Windows 8 Support for Low-Power Graphics Hardware




Packed with support for a far wider range of graphics than previous platform releases, Windows 8 will deliver great visual experiences even when loaded on low-power hardware, Microsoft promises.

The company explains that Windows 8 was designed from the ground up with support for a diversity of hardware configurations, and the trend is accelerating. The Redmond-based software giant focused both on making the new OS compatible with new, high-performance graphics cards, as well as with the increasing range of low-power mobile devices. By making this move, Microsoft made sure that the platform would be loaded on the wider array of hardware than ever before, and that users would enjoy a great experience even on low-power devices. In fact, the company notes that Windows 8 devices will span “from graphics hardware that consumes on the order of 1 watt in always-connected tablets all the way up to high-end systems with multiple graphics cards that use a total of 1,000 watts or more.”

“This broadening diversity brings with it new design considerations,” Rob Copeland, the group program manager on Microsoft’s Graphics team, explains in a blog postHowever, the main idea was to deliver a “visually compelling, high-performance experience” to users, even if they enjoy Windows 8 on highly mobile devices, in which the battery is the primary power source. Battery life needed improvements, but the performance levels of the device were not to be forgotten either. Thus, new GPU architectures emerged from Microsoft’s hardware partners, to ensure that all goes according to plan. When designing Windows 8 for use on low-power graphics hardware, Microsoft focused on optimizing the graphics architectures called “tile-based rendering,” commonly used in such devices.

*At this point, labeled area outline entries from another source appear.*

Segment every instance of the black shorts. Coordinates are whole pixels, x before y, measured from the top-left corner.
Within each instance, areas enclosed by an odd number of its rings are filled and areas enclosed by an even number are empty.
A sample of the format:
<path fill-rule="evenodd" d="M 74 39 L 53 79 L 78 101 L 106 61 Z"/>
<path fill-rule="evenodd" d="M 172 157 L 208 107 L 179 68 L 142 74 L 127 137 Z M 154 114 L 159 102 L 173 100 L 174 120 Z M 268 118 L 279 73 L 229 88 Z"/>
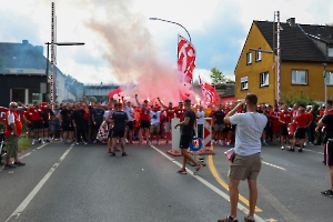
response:
<path fill-rule="evenodd" d="M 50 127 L 49 122 L 43 123 L 43 129 L 49 129 L 49 127 Z"/>
<path fill-rule="evenodd" d="M 141 120 L 140 121 L 140 128 L 150 128 L 150 121 L 149 120 Z"/>
<path fill-rule="evenodd" d="M 127 123 L 127 125 L 128 125 L 128 129 L 129 129 L 129 130 L 133 130 L 133 129 L 134 129 L 134 123 L 133 123 L 133 121 L 129 121 L 129 122 Z"/>
<path fill-rule="evenodd" d="M 296 139 L 305 139 L 306 128 L 296 128 L 294 133 L 294 138 Z"/>
<path fill-rule="evenodd" d="M 324 154 L 324 163 L 333 167 L 333 139 L 327 140 Z"/>
<path fill-rule="evenodd" d="M 39 130 L 39 129 L 43 129 L 43 121 L 41 120 L 33 120 L 32 121 L 32 128 L 33 130 Z"/>
<path fill-rule="evenodd" d="M 286 124 L 281 125 L 281 135 L 289 135 Z"/>
<path fill-rule="evenodd" d="M 183 135 L 181 134 L 181 139 L 179 142 L 180 149 L 188 149 L 190 147 L 190 143 L 192 142 L 193 135 Z"/>
<path fill-rule="evenodd" d="M 112 138 L 123 138 L 124 130 L 112 130 Z"/>

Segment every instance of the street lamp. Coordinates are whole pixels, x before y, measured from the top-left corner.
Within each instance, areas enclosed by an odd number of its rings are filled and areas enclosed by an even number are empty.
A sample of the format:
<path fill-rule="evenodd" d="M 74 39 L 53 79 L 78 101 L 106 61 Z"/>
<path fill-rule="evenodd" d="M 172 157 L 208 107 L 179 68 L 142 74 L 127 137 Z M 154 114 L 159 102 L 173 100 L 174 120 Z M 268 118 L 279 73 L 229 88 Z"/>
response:
<path fill-rule="evenodd" d="M 149 18 L 149 19 L 150 19 L 150 20 L 160 20 L 160 21 L 165 21 L 165 22 L 169 22 L 169 23 L 173 23 L 173 24 L 178 24 L 178 26 L 180 26 L 181 28 L 183 28 L 183 29 L 186 31 L 186 33 L 189 34 L 190 42 L 192 42 L 192 41 L 191 41 L 191 36 L 190 36 L 189 31 L 186 30 L 186 28 L 185 28 L 185 27 L 181 26 L 180 23 L 178 23 L 178 22 L 174 22 L 174 21 L 168 21 L 168 20 L 164 20 L 164 19 L 159 19 L 159 18 Z"/>
<path fill-rule="evenodd" d="M 50 48 L 50 44 L 52 44 L 51 42 L 46 42 L 46 44 L 48 44 L 48 52 L 47 52 L 47 83 L 49 82 L 49 48 Z M 70 47 L 70 46 L 83 46 L 84 42 L 53 42 L 53 44 L 56 46 L 59 46 L 59 47 Z M 53 73 L 51 73 L 51 79 L 53 79 Z M 56 79 L 56 77 L 54 77 Z M 53 81 L 52 81 L 53 82 Z M 50 89 L 52 88 L 51 91 L 51 98 L 54 98 L 53 94 L 54 94 L 54 84 L 51 84 L 50 85 Z M 51 101 L 53 102 L 53 101 Z"/>
<path fill-rule="evenodd" d="M 324 101 L 324 104 L 326 103 L 327 101 L 327 79 L 326 79 L 326 63 L 322 63 L 322 65 L 324 67 L 324 95 L 325 95 L 325 101 Z"/>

The idea behind this architecture is that the graphics engine uses a high-performance (but small) memory cache. The GPU renders the screen in tiles (sections), processing the same set of commands for each tile, and not for the entire screen. “The intent is to minimize operations that use memory off-chip, therefore keeping power consumption low and performance high. Repeatedly accessing memory off-chip is expensive both in terms of time and power consumption,” Copeland explains. For increased efficiency, Windows 8 comes with additional flags, hints, and new APIs, all of which were meant to minimize the number of times the tiles are rendered. “We have incorporated the use of these into the Metro style app development platform to ensure greater efficiency in apps running on graphics hardware that uses a tile-based rendering architecture,” he continues.

Microsoft also looked into another means to reduce power consumption. One of them involves performing graphics rendering calculations using fewer bits of precision. “For Windows 8, we added new mechanisms for apps to specify the amount of precision needed in their graphical calculations,” Copeland notes. “For example, when doing custom blending of multiple images where the image data is 8 bits per component, the blending computations could be done with 10 bits of precision rather than the default of 32 bits. The reduced precision doesn’t impact image quality, but does reduce power consumption.” The upcoming operating system will arrive on shelves with support for the widest array of graphics hardware ever, spanning from high-end gaming rigs to light-weight, always-connected tablets, he concludes.